Parry frowns. “October left?”

I mutter, “Yeah.”

Colt flinches in shock. His gaze softens on me, and he studies the fur coat. “Maybe she does love you.”

I hate how much his words hurt. I hate how I can still smell her on me. And I hate how I don’t want to stop thinking about her.

“You didn’t answer me,” I say quietly. “What’s going on with all of this?” I approach the disorderly wall of maps and Sharpie marks. Circles. Lines.

I can barely make sense of it—except for the map of Mistpoint Harbor. The red circle around the lighthouse. The map of Lake Erie extending up the wall with numbers printed and scribbled. Latitudes. Longitudes.

“It doesn’t concern you,” Colt says, hopping to his feet. He’s unsteady, wobbly. Parry catches him underneath his armpit so that he doesn’t trip. I notice the half-empty bottle of rum on the end table.

“You’re drunk,” I realize.

“My little sister comes back to a cursed town,” Colt says, swaying a little but maintaining balance like someone who’s skilled on sailboats pitching at rough seas. “There’s no better moment to drink.”

He drank before he knew I was even here.

Parry slips him a look. “Not like you need a reason these days, Colt.”

Colt laughs bitterly. “True…” He slaps Parry’s chest. “Very true.” He reaches the couch and sinks down tiredly. Is he even eating? His rib bones protrude in a way that gnaws concern through my own body.

“Can I grab you some food?” I ask and rifle through the pizza boxes. Empty. I open another. Moldy. “Colt.”

He’s swigging from the bottle of rum. “Zoey.” He licks liquor off his lips. “My little sister…coming back to town…” He’s lost in his head.

Parry and I exchange a worried look, and while he steals the rum from Colt—my brother putting up zero fight—I find a trash bag and clean the shit in here. Tossing the pizza boxes. The Fizz cans and empty chip bags.

Parry sets the rum bottle on a worn trunk near the door. “I’ll go get some food from the Pelican. I have t-t-t-ttto tell Brian I’m missing my shift anyway.”

“Oooh Brian won’t like that.” Colt kicks his feet up on the couch and pinches his eyes closed. “Careful, Pear, he might spank you.”

Parry has no response. He’s avoiding Colt’s eyes, but Colt isn’t opening them and looking at his best friend. Not even as my brother continues, “One of these days you’ll both just hate fuck and get it out of your systems.”

My eyes widen.

Parry tenses. “Well…we did kiss and that solved nothing, so I doubt fucking him will do much.”

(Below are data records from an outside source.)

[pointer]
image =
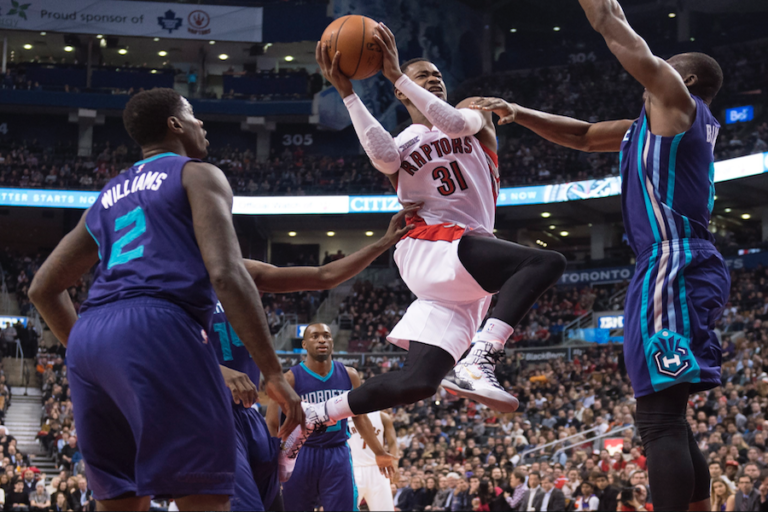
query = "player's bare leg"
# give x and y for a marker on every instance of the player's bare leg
(132, 503)
(203, 502)
(520, 275)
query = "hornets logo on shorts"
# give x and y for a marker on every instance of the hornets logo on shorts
(670, 360)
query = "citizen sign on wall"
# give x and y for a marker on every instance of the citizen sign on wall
(144, 19)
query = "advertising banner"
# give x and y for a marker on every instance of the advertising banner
(751, 165)
(141, 19)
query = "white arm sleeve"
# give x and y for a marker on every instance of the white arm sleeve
(454, 122)
(376, 141)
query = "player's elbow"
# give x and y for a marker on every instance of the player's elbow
(606, 16)
(223, 277)
(326, 279)
(422, 390)
(36, 290)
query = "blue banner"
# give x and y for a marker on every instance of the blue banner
(312, 205)
(47, 198)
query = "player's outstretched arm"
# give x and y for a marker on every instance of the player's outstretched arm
(384, 460)
(376, 141)
(241, 386)
(390, 437)
(272, 279)
(454, 122)
(657, 76)
(272, 417)
(76, 253)
(210, 199)
(565, 131)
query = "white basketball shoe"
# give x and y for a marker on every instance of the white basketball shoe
(316, 422)
(473, 377)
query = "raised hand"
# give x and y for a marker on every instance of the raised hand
(391, 62)
(281, 392)
(331, 71)
(507, 112)
(243, 389)
(396, 230)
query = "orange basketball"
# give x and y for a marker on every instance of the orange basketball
(352, 35)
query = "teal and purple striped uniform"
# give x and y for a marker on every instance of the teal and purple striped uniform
(140, 364)
(256, 477)
(323, 474)
(681, 284)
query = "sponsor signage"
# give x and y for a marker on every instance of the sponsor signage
(395, 359)
(739, 114)
(613, 445)
(598, 275)
(142, 19)
(611, 321)
(742, 167)
(5, 320)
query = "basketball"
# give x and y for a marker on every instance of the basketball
(352, 35)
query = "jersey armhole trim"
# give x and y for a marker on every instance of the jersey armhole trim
(94, 238)
(316, 375)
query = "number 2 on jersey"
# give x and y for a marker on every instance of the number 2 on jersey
(444, 175)
(223, 329)
(135, 217)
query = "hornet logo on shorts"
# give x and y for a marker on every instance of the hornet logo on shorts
(169, 21)
(671, 358)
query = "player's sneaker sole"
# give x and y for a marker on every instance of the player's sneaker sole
(496, 399)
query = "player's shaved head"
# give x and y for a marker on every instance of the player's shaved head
(146, 115)
(407, 64)
(702, 74)
(318, 341)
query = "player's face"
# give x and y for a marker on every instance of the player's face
(318, 342)
(429, 77)
(193, 138)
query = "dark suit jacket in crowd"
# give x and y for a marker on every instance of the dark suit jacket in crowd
(556, 500)
(748, 503)
(406, 499)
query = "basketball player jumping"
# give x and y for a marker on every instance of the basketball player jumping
(163, 237)
(451, 260)
(372, 485)
(682, 283)
(260, 461)
(323, 473)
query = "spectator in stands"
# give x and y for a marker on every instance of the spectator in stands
(68, 453)
(18, 499)
(60, 504)
(40, 499)
(62, 489)
(533, 491)
(721, 496)
(82, 497)
(747, 498)
(551, 498)
(29, 481)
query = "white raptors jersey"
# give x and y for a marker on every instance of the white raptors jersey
(457, 179)
(362, 455)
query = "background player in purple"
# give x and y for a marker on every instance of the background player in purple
(323, 475)
(681, 284)
(256, 476)
(162, 235)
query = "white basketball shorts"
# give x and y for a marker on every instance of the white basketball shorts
(374, 488)
(450, 305)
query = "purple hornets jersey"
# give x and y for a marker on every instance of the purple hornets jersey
(142, 223)
(315, 389)
(229, 349)
(667, 184)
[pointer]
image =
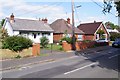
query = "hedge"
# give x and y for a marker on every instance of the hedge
(16, 43)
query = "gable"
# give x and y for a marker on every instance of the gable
(89, 28)
(102, 27)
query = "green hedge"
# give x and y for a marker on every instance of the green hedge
(16, 43)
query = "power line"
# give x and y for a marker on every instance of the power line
(102, 7)
(54, 4)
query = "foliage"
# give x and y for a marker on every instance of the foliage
(67, 39)
(44, 42)
(118, 7)
(86, 41)
(3, 34)
(114, 36)
(16, 43)
(2, 22)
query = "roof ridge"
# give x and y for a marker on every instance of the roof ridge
(25, 19)
(91, 22)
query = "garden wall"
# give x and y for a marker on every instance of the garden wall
(83, 45)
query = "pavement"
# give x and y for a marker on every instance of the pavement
(16, 63)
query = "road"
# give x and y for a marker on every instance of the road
(82, 66)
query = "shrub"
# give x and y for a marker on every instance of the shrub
(86, 41)
(16, 43)
(67, 39)
(114, 36)
(44, 42)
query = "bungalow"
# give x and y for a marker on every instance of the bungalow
(94, 30)
(32, 29)
(62, 27)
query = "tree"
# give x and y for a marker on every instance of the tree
(113, 26)
(2, 22)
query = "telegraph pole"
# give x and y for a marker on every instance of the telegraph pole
(73, 28)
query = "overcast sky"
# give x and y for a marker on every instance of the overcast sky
(56, 9)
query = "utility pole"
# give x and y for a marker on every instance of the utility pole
(73, 28)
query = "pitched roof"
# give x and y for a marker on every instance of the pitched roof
(30, 25)
(89, 28)
(60, 26)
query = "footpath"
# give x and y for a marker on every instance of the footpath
(17, 63)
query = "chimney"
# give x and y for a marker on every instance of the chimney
(39, 19)
(45, 20)
(11, 18)
(68, 20)
(94, 21)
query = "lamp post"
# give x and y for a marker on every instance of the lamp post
(73, 28)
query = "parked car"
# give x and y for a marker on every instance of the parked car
(102, 40)
(116, 43)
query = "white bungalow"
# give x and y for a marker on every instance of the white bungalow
(32, 29)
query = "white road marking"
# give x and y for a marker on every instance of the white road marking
(80, 68)
(113, 56)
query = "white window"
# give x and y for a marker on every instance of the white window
(80, 37)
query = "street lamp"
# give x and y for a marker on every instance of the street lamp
(73, 28)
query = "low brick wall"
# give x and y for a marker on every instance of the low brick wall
(83, 45)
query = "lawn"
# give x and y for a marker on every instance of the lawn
(54, 47)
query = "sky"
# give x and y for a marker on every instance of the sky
(90, 10)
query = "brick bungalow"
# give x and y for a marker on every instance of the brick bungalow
(91, 29)
(61, 26)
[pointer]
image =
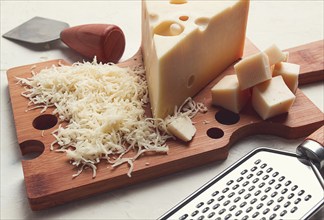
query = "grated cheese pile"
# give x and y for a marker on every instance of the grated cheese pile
(103, 106)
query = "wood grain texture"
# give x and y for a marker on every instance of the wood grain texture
(48, 178)
(310, 57)
(317, 136)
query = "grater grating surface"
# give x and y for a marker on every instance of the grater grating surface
(265, 184)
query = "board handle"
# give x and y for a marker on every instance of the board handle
(312, 149)
(310, 59)
(317, 136)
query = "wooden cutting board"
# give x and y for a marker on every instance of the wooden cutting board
(48, 178)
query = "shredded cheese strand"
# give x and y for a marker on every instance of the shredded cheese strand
(103, 105)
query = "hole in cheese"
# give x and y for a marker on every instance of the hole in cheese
(154, 17)
(202, 23)
(168, 28)
(183, 18)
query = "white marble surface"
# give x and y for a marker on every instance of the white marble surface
(286, 23)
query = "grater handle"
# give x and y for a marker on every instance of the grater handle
(317, 136)
(312, 149)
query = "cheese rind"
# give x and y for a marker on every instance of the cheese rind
(253, 70)
(272, 98)
(227, 94)
(289, 73)
(187, 45)
(182, 128)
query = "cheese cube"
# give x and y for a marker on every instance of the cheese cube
(253, 70)
(274, 54)
(272, 98)
(182, 128)
(227, 94)
(186, 44)
(289, 73)
(286, 53)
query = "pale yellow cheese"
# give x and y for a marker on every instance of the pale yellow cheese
(286, 59)
(272, 98)
(182, 128)
(227, 94)
(274, 54)
(186, 44)
(289, 73)
(253, 70)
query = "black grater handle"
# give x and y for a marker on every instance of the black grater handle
(312, 149)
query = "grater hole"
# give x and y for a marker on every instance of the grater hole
(269, 170)
(260, 206)
(210, 215)
(249, 209)
(264, 197)
(293, 188)
(194, 213)
(284, 191)
(301, 192)
(221, 211)
(294, 209)
(239, 212)
(266, 211)
(308, 197)
(288, 183)
(287, 204)
(228, 216)
(216, 206)
(263, 165)
(200, 204)
(273, 216)
(244, 172)
(260, 193)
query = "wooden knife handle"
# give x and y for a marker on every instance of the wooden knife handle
(317, 136)
(310, 57)
(105, 41)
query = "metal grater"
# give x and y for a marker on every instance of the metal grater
(265, 184)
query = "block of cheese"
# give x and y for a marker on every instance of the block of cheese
(227, 94)
(286, 59)
(186, 44)
(289, 73)
(253, 70)
(272, 98)
(182, 128)
(275, 55)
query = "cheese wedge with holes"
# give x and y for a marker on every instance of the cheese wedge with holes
(186, 44)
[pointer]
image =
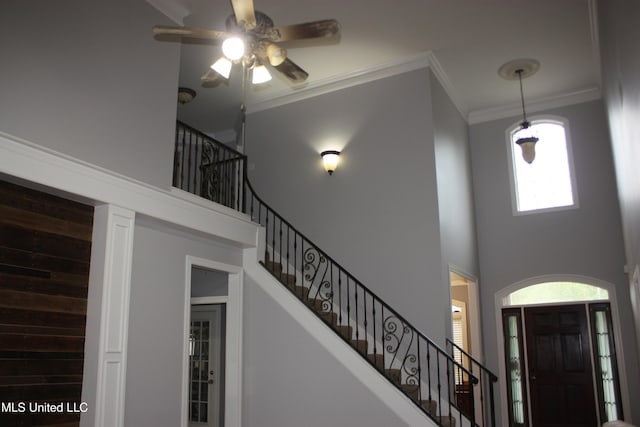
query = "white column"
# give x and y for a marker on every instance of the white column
(105, 359)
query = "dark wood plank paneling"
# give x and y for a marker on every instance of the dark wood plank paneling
(38, 202)
(42, 302)
(13, 316)
(40, 285)
(35, 221)
(27, 259)
(28, 367)
(44, 243)
(48, 343)
(45, 251)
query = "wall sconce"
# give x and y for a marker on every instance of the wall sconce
(185, 95)
(330, 158)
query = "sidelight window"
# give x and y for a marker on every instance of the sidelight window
(606, 364)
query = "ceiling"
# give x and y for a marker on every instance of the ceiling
(464, 42)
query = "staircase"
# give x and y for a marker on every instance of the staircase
(428, 375)
(320, 307)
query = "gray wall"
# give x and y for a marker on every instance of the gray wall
(86, 78)
(455, 191)
(585, 241)
(156, 334)
(291, 380)
(619, 35)
(378, 214)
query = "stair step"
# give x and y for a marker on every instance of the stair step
(318, 305)
(330, 317)
(274, 267)
(300, 291)
(360, 345)
(395, 375)
(377, 360)
(345, 331)
(447, 421)
(411, 390)
(431, 406)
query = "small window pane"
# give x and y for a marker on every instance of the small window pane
(547, 182)
(552, 292)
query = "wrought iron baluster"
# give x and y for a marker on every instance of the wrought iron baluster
(365, 323)
(340, 298)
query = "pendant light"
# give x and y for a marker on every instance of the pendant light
(520, 69)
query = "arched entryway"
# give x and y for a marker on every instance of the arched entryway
(559, 361)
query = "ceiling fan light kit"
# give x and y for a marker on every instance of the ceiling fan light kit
(519, 69)
(252, 40)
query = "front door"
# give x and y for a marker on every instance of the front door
(560, 374)
(205, 366)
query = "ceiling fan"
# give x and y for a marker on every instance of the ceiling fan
(252, 40)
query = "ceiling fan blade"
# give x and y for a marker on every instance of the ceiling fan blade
(245, 13)
(186, 32)
(211, 79)
(309, 30)
(270, 52)
(292, 71)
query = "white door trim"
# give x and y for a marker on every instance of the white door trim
(499, 301)
(233, 349)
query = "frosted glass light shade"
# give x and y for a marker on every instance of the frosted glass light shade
(223, 67)
(528, 145)
(330, 158)
(233, 48)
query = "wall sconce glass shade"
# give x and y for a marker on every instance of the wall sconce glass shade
(223, 67)
(185, 95)
(233, 48)
(330, 158)
(260, 75)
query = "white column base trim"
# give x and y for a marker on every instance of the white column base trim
(105, 360)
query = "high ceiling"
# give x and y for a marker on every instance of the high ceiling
(465, 42)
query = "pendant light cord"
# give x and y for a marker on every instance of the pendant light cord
(525, 123)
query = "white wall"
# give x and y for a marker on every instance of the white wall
(154, 366)
(377, 215)
(291, 379)
(586, 241)
(86, 78)
(619, 33)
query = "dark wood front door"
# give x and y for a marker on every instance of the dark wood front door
(560, 374)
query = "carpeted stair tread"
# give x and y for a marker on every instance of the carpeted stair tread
(329, 317)
(431, 406)
(412, 390)
(323, 309)
(360, 345)
(377, 360)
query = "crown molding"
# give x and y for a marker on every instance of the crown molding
(533, 106)
(342, 81)
(173, 9)
(445, 82)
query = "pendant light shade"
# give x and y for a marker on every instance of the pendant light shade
(519, 69)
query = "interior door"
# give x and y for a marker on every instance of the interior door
(205, 368)
(559, 360)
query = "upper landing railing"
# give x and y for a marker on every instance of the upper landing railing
(443, 387)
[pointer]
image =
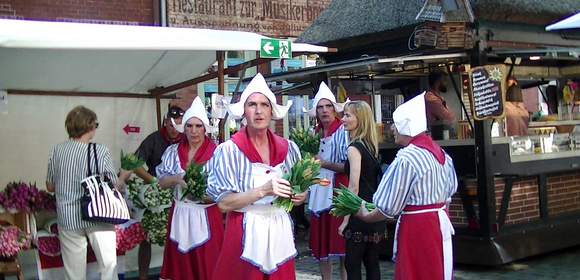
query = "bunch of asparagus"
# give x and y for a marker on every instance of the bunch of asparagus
(302, 175)
(346, 203)
(130, 161)
(196, 179)
(307, 142)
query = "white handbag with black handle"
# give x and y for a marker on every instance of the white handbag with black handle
(101, 202)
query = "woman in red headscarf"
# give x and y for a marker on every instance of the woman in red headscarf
(195, 228)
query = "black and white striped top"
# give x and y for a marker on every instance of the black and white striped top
(67, 166)
(415, 178)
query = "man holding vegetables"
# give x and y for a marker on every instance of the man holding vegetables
(417, 187)
(325, 242)
(244, 180)
(150, 150)
(195, 226)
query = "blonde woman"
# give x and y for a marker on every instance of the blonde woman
(362, 167)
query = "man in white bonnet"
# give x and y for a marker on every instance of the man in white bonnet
(417, 187)
(325, 242)
(245, 179)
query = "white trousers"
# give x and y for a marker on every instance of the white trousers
(73, 244)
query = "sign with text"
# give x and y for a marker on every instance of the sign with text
(273, 48)
(278, 18)
(488, 91)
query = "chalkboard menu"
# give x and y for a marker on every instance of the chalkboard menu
(488, 91)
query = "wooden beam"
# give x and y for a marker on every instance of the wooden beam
(82, 94)
(207, 77)
(221, 57)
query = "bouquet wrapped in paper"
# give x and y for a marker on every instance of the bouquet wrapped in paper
(346, 203)
(130, 161)
(196, 179)
(129, 235)
(153, 203)
(307, 141)
(302, 175)
(12, 240)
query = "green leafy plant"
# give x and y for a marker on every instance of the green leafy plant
(307, 142)
(346, 203)
(130, 161)
(196, 179)
(303, 174)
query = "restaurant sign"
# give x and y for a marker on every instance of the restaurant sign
(277, 18)
(488, 91)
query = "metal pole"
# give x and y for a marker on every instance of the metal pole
(459, 95)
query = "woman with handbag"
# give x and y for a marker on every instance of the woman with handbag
(195, 228)
(68, 164)
(363, 169)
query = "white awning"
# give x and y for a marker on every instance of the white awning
(77, 57)
(572, 22)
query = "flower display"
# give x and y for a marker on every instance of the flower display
(347, 203)
(302, 175)
(130, 161)
(307, 141)
(155, 203)
(155, 225)
(12, 240)
(48, 243)
(22, 197)
(129, 236)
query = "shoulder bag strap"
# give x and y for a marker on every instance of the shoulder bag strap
(89, 172)
(96, 159)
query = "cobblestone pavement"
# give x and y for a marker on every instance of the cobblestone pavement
(564, 264)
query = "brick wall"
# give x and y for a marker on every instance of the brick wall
(564, 193)
(132, 12)
(563, 198)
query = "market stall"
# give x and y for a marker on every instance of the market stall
(516, 191)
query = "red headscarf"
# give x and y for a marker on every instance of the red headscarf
(203, 153)
(331, 130)
(278, 147)
(170, 140)
(424, 141)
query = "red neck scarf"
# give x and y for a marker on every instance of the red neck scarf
(170, 140)
(424, 141)
(278, 147)
(203, 153)
(331, 130)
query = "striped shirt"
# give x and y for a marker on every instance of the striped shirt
(231, 170)
(67, 166)
(415, 178)
(170, 165)
(339, 145)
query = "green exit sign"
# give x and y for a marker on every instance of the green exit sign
(273, 48)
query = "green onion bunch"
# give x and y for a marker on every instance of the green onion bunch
(346, 203)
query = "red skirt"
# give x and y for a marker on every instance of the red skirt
(230, 265)
(419, 246)
(199, 263)
(324, 240)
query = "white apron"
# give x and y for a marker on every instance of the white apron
(268, 241)
(320, 198)
(447, 232)
(189, 225)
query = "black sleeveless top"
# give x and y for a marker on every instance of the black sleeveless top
(369, 171)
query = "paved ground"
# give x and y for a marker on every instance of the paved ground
(564, 264)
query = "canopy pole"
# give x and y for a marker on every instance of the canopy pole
(158, 111)
(220, 57)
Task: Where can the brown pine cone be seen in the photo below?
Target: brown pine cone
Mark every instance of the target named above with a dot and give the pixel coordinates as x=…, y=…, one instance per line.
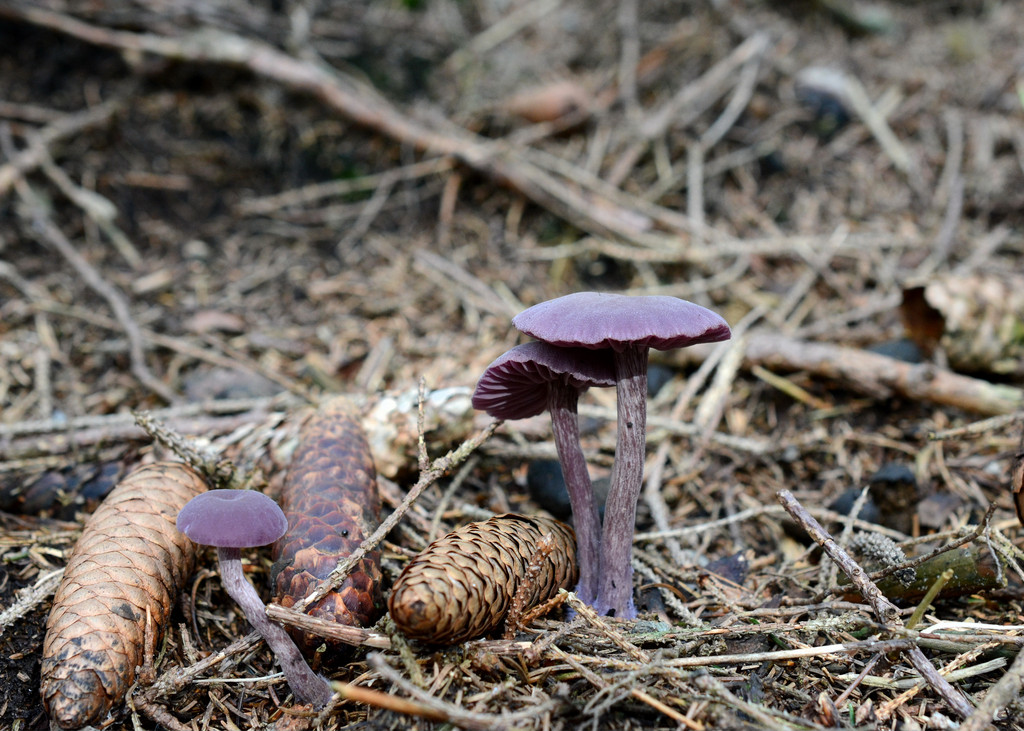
x=331, y=500
x=461, y=586
x=130, y=557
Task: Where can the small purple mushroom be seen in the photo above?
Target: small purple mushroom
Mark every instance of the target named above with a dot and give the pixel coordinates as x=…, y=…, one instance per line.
x=233, y=519
x=535, y=377
x=629, y=327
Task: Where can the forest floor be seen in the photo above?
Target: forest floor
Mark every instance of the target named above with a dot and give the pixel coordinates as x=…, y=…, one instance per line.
x=218, y=212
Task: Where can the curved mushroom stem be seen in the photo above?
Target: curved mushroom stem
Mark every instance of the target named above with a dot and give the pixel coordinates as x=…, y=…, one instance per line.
x=614, y=594
x=307, y=686
x=562, y=402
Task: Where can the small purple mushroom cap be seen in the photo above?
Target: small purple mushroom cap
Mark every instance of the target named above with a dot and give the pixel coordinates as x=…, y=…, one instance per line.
x=232, y=518
x=628, y=327
x=537, y=377
x=512, y=385
x=599, y=319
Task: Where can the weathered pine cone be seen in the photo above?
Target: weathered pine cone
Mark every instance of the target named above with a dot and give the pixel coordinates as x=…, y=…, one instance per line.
x=130, y=557
x=332, y=504
x=461, y=586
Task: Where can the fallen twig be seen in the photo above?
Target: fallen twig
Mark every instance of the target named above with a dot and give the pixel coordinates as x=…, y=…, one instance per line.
x=884, y=377
x=884, y=609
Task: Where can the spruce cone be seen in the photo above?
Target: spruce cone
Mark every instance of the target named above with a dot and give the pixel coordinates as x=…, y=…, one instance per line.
x=332, y=504
x=130, y=557
x=462, y=585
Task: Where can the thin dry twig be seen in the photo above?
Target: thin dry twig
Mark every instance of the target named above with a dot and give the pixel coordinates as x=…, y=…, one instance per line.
x=884, y=609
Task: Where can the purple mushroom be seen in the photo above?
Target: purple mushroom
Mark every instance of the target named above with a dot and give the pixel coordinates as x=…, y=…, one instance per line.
x=233, y=519
x=535, y=377
x=629, y=327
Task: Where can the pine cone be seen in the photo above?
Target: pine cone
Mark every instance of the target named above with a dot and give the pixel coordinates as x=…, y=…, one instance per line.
x=462, y=585
x=130, y=557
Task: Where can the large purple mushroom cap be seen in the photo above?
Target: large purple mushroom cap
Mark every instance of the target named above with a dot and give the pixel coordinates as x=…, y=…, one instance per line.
x=232, y=518
x=512, y=386
x=627, y=328
x=599, y=319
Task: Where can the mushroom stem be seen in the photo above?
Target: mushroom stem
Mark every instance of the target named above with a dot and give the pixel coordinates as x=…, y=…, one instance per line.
x=307, y=686
x=562, y=402
x=614, y=595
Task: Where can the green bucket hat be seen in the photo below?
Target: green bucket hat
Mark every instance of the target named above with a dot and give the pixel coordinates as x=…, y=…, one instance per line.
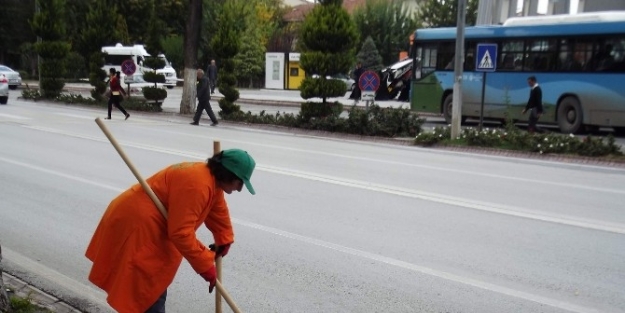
x=241, y=164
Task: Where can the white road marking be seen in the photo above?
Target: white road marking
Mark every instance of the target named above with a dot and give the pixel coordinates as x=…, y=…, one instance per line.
x=422, y=195
x=74, y=286
x=86, y=117
x=413, y=165
x=15, y=117
x=423, y=270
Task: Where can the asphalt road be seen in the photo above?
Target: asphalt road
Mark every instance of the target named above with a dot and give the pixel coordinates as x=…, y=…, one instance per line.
x=336, y=225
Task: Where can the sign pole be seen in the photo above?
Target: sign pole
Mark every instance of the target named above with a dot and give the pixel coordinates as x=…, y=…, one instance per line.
x=456, y=115
x=369, y=82
x=486, y=61
x=482, y=106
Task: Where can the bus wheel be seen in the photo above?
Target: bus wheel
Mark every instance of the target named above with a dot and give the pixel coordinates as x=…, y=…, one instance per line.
x=570, y=115
x=448, y=108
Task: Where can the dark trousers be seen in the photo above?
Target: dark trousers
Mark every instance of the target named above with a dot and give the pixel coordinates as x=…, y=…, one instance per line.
x=531, y=127
x=212, y=83
x=201, y=106
x=159, y=305
x=115, y=101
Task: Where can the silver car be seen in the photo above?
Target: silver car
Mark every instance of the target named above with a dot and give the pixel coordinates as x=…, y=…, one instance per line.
x=14, y=77
x=4, y=89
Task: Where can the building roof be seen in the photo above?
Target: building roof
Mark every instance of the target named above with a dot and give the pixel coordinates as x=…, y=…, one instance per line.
x=298, y=13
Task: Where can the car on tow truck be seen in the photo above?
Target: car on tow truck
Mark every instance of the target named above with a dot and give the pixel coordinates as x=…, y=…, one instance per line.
x=4, y=89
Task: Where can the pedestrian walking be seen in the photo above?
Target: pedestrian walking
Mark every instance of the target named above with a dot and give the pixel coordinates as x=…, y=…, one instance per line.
x=203, y=97
x=356, y=93
x=136, y=251
x=212, y=75
x=117, y=92
x=534, y=105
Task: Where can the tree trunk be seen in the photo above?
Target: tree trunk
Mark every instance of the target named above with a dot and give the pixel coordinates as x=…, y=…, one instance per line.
x=191, y=42
x=5, y=305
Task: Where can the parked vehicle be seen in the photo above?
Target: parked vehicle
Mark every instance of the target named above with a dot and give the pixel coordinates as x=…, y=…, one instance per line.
x=14, y=77
x=4, y=89
x=116, y=55
x=579, y=61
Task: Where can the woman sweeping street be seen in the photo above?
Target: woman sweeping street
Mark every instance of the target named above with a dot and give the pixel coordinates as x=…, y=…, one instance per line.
x=136, y=251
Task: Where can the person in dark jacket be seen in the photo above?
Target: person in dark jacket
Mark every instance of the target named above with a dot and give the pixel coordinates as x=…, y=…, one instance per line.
x=212, y=75
x=358, y=71
x=117, y=92
x=534, y=105
x=203, y=95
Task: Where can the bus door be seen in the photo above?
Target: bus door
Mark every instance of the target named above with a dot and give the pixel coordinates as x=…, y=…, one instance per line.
x=426, y=89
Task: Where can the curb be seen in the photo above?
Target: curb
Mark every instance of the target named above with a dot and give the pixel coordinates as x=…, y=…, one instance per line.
x=564, y=159
x=276, y=103
x=38, y=297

Colt opens one eye. “…you’re screwing with me?”

Parry shakes his head.

“When?”

“Last night.”

Colt closes his eyes, looking both tired but somehow relaxed.

“That’s all?” Parry asks.

“Long time coming, man.”

He shakes his head harder. “No it’s not. I’ve hated Brian.”

“We all hate Brian,” Colt proclaims.

“I still hate Brian.”

“Then go hate-kiss again until you hate-fuck each other and get back to me with that.” He rubs his head like it’s pounding. He reaches for a bottle and swipes air. We’ve repositioned all the alcohol out of his grabby drunk hands.

Parry mutters under his breath. “I’d say that’ll only happen in hell but I’m not spending the afterlife with that bastard.” He looks to me. “Want anything specific for lunch?”

I shake my head, and he motions with a tilt of his own head towards my brother. I’m picking up Parry signals. Get Colt to talk to me. Mission acquired.

I give him a nod.

Parry opens the broken door. “Later, Colt.”

“See ya, man.”

He leaves.

Colt ignores me. Purposefully, I’m sure.

I plop down on a worn club chair. Stuffing peeks from the plaid material. “Yesterday, I thought Parry and Brian were on worse terms…” I try and make small talk. “I guess Parry says nothing has changed even though they…kissed.” I’m still in shock.

I didn’t see it coming.

I couldn’t have. I’ve been gone.

Colt keeps his eyes closed as he says, “If giving you the run-down of what happened here will get your ass out of town, I can give you the CliffsNotes version. All the juicy gossip here at Mistpoint handed to you on a silver platter.”